In 2018, UNSFutures partnered with Hardt Hyperloop to present a vision for the future of European Hyperloop stations and conduct an initial study of how this mode of transport can incorporate itself into cities and towns of different sizes and contexts.

The design conceives a series of tessellating components that would allow the hyperloop hubs to adapt to a range of contexts: city centre, city periphery, or joined to an existing infrastructural hub such as an airport.

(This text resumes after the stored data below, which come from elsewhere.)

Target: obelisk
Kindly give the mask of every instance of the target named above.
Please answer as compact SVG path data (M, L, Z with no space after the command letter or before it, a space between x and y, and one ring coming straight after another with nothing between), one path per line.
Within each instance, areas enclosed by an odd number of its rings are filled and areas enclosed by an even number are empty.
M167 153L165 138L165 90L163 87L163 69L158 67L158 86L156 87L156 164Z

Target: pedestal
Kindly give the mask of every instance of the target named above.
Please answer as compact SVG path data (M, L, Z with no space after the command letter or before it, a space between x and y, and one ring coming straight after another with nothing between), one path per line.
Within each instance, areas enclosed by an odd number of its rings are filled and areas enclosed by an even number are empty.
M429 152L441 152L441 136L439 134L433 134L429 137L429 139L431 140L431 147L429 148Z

UNStudio’s founder Ben van Berkel, commented: “The hyperloop is not only a realistic and viable alternative to flying; it’s going to revolutionise travel. It will provide extremely fast travel times with direct connections between cities, enabling completely new ways of working and spending our leisure time, which in turn will lead to a multitude of economic, environmental and knowledge exchange benefits.”

The latest research was also supported by Royal BAM Group, CE Delft, Stibbe, AirportCreators, Dutch Boosting Group, and SEO Amsterdam Economics in an advisory role.